The exhaust total exergy analysis of compressed natural gas used in an indirect injection diesel engine in different working conditions

Abstract

Deficiencies of energy resources, air pollution, and climate change have led to some threats to energy security and human health, making natural gas to be offered as one of the most widespread alternative fuels. The novelties of this experimental study are (i) injecting the Compressed Natural Gas (CNG) into the indirect injection diesel engine and measuring the exhaust total exergy, and 2nd law efficiency of a dual-fuel engine via considering the physical and chemical exergy of emissions. (ii) Injecting the CNG with a reduced mole fraction of byproducts decreases the chemical exergy of exhaust emissions that are considered to be wasted in the atmosphere which means the destruction of exhaust exergy that cannot be recycled is declined, and the 2nd law efficiency has been increased. The testbed is provided in the internal combustion engine laboratory of the Ferdowsi University of Mashhad. Replacing 20% diesel fuel mass fraction with natural gas showed that, by the CNG enhancement, the exhaust total exergy has an upward trend which faces maximum variation at 1200 rpm.
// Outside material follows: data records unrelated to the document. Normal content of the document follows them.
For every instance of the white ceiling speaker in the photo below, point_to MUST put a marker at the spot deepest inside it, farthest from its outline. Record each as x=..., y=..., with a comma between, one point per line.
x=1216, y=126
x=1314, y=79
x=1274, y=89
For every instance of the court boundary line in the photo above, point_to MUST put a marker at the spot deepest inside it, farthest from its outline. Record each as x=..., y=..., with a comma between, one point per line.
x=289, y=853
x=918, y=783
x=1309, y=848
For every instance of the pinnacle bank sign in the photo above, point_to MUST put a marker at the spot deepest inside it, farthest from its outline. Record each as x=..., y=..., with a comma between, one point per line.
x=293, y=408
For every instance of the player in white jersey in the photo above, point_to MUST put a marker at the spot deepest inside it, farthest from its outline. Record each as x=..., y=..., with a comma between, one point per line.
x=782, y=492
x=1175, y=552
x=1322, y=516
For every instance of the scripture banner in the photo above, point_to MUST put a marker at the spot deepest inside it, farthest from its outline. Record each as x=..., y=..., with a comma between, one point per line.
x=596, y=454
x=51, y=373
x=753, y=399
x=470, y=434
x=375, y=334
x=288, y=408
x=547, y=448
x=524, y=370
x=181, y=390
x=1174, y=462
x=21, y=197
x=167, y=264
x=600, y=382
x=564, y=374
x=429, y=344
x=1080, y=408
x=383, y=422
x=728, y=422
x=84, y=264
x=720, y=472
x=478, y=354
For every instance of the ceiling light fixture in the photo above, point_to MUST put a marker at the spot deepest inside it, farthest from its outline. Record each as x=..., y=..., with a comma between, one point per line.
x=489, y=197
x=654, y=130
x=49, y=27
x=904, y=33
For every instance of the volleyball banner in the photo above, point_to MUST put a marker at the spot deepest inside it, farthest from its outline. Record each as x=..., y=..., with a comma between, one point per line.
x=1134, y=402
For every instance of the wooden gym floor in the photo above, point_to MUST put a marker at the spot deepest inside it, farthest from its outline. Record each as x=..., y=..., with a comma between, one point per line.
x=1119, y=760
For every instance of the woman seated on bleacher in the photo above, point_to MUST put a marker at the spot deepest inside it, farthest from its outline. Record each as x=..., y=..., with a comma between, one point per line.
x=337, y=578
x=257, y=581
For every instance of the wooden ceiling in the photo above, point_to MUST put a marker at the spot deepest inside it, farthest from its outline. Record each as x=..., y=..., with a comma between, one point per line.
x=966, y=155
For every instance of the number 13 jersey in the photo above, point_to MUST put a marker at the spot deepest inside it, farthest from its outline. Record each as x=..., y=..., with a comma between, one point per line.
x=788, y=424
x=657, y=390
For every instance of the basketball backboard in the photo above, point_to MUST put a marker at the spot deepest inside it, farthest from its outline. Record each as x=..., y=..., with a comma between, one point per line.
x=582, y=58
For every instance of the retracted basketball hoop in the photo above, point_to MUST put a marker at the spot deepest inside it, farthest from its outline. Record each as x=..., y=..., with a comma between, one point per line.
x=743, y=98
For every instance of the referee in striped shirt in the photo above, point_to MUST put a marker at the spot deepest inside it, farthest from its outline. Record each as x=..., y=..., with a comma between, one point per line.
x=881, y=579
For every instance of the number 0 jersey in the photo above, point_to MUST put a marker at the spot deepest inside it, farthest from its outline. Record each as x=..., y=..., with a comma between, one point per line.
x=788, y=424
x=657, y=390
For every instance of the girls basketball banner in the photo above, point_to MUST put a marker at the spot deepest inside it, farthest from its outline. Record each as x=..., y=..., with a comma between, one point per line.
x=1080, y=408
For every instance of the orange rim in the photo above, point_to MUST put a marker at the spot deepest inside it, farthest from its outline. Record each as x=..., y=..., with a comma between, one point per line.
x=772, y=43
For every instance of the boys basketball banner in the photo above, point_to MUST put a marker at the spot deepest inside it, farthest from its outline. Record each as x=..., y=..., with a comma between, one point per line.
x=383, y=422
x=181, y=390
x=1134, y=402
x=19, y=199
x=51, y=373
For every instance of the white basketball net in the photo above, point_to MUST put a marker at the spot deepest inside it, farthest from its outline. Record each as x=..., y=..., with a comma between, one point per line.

Also, assuming that excess CO and unburned hydrocarbon can be recovered to reach the level observed in the absence of CNG, the maximum decline in exhaust chemical exergy is related to the speed of 3000 rpm, 25% torque, and 10% exhaust gas recirculation (EGR) by 11.7% between 0% and 20% CNG. Also, the most significant increase in second-law efficiency is reported for 3000 rpm, 25% torque, and 10% EGR with a 4.5% increase.